The word “listen” is translated from a Hebrew word that means “to hear intelligently, with an implication for attention or obedience.” In other words, what God has called us to is to listen carefully to what He has told us in His Word. His Word is never to be something that passes in one ear and out the other. As we listen, really listen to what His Word says, we should be asking ourselves what God wants from us. Is He telling us something about our attitude or actions that we need to change? Am I examining His Word as one looks at his face in a mirror for the Word of God is a mirror that reveals what’s on the inside like nothing else can?
But then “if anyone is a hearer of the word and not a doer, he is like a man who looks intently at his natural face in a mirror. For he looks at himself and goes away and at once forgets what he was like (James 1:23-24).” And note that God describes disobedience in Leviticus 26 above as not doing “all” His commandments. As we are told elsewhere, “whoever keeps the whole law but fails in one point has become guilty of all of it (James 2:10).” It’s not enough to go to church, put our money in the offering plate, and sing beautiful worship songs, if at the same time we are harboring unforgiveness in our hearts towards a brother. As Jesus told us “So if you are offering your gift at the altar and there remember that your brother has something against you, leave your gift there before the altar and go. First be reconciled to your brother, and then come and offer your gift (Matthew 5:23-24).”
But from here the Lord uses increasingly more severe language to describe disobedience. He warns against “spurning His statutes.” So, what does that mean? To “spurn” means “to reject with disdain or contempt.” Here we have mention of those who are openly hostile to God’s Word. They mock it. They see it as irrelevant to them, and speak down to it. They foolishly place themselves in a position of superiority over God’s perfect law, and proudly render their own judgments against the Law of the Righteous Judge of all the earth (Genesis 18:25).
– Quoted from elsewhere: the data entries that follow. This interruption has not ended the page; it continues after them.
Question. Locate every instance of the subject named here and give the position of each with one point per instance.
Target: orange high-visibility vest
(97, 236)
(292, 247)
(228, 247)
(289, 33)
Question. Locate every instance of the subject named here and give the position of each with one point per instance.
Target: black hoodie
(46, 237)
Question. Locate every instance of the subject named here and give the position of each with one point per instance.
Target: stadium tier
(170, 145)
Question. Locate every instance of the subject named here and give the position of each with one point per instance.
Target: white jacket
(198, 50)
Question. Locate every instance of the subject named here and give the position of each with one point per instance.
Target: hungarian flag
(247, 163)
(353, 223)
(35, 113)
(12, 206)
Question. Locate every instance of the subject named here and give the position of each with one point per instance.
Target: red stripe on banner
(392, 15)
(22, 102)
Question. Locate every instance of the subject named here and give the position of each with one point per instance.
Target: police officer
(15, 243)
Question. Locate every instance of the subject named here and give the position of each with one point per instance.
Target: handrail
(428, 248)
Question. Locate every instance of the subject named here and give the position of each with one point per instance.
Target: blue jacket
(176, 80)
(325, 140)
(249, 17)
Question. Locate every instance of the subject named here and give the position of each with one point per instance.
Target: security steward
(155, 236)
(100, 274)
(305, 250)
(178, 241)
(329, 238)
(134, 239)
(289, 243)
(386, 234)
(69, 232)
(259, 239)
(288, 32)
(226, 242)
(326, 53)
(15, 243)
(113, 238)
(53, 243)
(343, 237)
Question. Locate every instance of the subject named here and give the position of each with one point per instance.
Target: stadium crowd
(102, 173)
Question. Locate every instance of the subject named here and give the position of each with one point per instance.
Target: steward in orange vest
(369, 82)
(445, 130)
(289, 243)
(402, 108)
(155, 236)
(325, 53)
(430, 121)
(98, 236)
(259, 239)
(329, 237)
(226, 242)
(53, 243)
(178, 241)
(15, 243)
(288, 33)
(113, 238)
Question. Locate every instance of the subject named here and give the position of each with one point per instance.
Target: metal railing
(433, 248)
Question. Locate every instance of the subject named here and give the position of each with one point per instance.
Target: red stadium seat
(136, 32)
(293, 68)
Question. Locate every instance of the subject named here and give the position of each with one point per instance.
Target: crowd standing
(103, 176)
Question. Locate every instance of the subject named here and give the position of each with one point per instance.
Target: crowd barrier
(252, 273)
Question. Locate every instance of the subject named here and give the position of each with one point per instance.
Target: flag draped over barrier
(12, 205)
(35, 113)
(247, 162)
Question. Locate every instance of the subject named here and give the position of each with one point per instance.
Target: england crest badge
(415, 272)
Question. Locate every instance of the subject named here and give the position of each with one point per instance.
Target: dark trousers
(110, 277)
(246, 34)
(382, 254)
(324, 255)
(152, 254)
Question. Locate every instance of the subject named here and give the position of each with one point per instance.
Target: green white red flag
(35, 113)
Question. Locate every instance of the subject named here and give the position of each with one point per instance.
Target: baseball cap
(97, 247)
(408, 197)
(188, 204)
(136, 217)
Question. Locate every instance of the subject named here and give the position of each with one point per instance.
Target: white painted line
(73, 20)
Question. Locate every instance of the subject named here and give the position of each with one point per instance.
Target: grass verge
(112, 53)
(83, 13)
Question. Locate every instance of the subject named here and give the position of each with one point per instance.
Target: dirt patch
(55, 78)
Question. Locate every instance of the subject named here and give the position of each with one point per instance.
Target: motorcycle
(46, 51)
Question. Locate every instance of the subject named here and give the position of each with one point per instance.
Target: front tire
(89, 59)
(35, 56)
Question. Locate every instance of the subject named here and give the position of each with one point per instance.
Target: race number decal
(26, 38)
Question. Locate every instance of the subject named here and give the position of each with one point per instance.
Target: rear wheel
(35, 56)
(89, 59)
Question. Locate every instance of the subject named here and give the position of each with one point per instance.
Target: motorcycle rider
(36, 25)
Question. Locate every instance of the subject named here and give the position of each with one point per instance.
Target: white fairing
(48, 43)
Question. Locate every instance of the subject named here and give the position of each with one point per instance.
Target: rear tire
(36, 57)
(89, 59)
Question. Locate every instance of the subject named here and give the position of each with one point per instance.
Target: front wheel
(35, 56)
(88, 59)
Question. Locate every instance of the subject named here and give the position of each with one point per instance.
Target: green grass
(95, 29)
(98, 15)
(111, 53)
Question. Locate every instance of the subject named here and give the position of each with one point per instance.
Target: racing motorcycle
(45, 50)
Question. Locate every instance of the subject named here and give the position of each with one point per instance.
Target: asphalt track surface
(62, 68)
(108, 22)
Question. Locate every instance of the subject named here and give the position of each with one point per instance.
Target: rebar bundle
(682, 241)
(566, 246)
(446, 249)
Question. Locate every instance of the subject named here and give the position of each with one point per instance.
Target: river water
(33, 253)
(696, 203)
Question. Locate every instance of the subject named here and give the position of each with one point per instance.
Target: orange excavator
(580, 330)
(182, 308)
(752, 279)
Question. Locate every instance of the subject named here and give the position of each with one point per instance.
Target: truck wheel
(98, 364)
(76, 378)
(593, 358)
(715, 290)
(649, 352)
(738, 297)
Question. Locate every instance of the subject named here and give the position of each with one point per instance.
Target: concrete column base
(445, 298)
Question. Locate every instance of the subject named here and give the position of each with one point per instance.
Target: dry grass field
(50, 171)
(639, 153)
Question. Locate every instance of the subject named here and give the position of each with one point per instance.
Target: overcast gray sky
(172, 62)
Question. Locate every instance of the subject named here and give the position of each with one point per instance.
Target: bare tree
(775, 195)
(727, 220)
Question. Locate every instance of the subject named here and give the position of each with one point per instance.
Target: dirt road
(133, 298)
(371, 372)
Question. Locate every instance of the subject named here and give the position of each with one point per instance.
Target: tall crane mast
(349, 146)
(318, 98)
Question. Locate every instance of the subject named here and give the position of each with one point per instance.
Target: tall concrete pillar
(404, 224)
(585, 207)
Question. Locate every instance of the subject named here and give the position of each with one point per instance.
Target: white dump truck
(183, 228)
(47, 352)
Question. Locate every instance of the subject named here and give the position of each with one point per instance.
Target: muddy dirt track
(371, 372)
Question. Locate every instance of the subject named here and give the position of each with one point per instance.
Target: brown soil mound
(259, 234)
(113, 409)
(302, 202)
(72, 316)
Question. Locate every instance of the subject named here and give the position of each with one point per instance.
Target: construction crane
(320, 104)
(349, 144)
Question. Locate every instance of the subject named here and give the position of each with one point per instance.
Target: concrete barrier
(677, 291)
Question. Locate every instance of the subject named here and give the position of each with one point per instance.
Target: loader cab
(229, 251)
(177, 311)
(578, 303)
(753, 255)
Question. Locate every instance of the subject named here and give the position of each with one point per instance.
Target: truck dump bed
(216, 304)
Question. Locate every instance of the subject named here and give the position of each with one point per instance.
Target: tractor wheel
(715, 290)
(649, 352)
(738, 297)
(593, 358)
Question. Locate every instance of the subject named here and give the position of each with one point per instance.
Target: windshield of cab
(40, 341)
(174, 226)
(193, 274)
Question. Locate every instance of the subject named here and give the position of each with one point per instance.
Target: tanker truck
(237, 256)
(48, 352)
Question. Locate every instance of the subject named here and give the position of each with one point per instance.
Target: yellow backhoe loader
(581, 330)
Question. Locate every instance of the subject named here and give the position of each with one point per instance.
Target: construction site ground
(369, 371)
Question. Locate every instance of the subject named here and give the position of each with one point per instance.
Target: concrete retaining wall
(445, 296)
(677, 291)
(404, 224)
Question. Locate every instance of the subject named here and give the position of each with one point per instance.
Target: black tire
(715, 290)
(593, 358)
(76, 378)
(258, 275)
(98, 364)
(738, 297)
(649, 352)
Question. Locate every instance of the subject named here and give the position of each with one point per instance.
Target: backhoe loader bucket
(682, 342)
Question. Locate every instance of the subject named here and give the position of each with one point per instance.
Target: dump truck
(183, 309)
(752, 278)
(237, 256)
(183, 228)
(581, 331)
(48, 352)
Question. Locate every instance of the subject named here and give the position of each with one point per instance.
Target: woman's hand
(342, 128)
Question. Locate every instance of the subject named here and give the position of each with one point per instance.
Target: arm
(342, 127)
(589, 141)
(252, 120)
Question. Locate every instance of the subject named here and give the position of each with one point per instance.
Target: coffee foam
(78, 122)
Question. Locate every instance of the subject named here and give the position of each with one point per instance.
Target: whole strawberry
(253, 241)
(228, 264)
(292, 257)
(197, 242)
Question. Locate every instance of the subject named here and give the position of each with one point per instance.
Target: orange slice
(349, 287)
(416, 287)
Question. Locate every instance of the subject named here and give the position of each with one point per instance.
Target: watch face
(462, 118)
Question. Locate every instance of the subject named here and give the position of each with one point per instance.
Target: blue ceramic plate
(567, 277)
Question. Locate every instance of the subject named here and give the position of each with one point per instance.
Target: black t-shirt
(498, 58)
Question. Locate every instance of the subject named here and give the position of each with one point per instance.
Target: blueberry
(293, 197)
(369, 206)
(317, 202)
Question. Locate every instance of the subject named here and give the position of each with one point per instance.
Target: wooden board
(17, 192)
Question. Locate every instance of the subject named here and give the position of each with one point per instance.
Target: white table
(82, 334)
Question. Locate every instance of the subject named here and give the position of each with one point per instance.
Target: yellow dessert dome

Surely those are the actions of a fool.
Another description of acrimony against God’s righteous commands from the verses above is the “abhorring of His rules.” This describes one who “loathes or casts away as if unclean or impure.” Here a person is not only hostile to God’s Word, but actually views it as evil. Of these the Bible warns, “Woe to those who call evil good and good evil, who put darkness for light and light for darkness, who put bitter for sweet and sweet for bitter (Isaiah 5:20).” The world is filled with this sort of thing today with those who call murder a “choice” and fornication “love.” It’s a world gone mad by using language that means the opposite of the truth.
And finally, is the term “breaking His covenant.” This means to “make void or bring to nothing” good counsel. You see God has promised wonderful blessings to those who obey Him. And the most important promise He has bound Himself by is the promise to give eternal life to all those who will believe the gospel. In perhaps the most well-known verse in all the Bible, Jesus told us that “God so loved the world, that he gave his only Son, that whoever believes in him should not perish but have eternal life (John 3:16). And then He said this “For God did not send his Son into the world to condemn the world, but in order that the world might be saved through him.” It’s a wonderful promise, a covenant of life for all those who would turn from their sinful disobedience and simply believe. But, tragically, this wonderful promise can all be made void by the disobedience of unbelief. Jesus said, “Whoever believes in Him is not condemned, but whoever does not believe is condemned already, because he has not believed in the name of the only Son of God. And this is the judgment: the light has come into the world, and people loved the darkness rather than the light because their works were evil. For everyone who does wicked things hates the light and does not come to the light, lest his works should be exposed (John 3:18-20).
Disobedience: God would have us to know that it comes in many forms and its consequences are always bad. May God help us to “listen” to His Word, and “do” what it says, not the least of which is to “believe” on Him Who alone gives eternal life.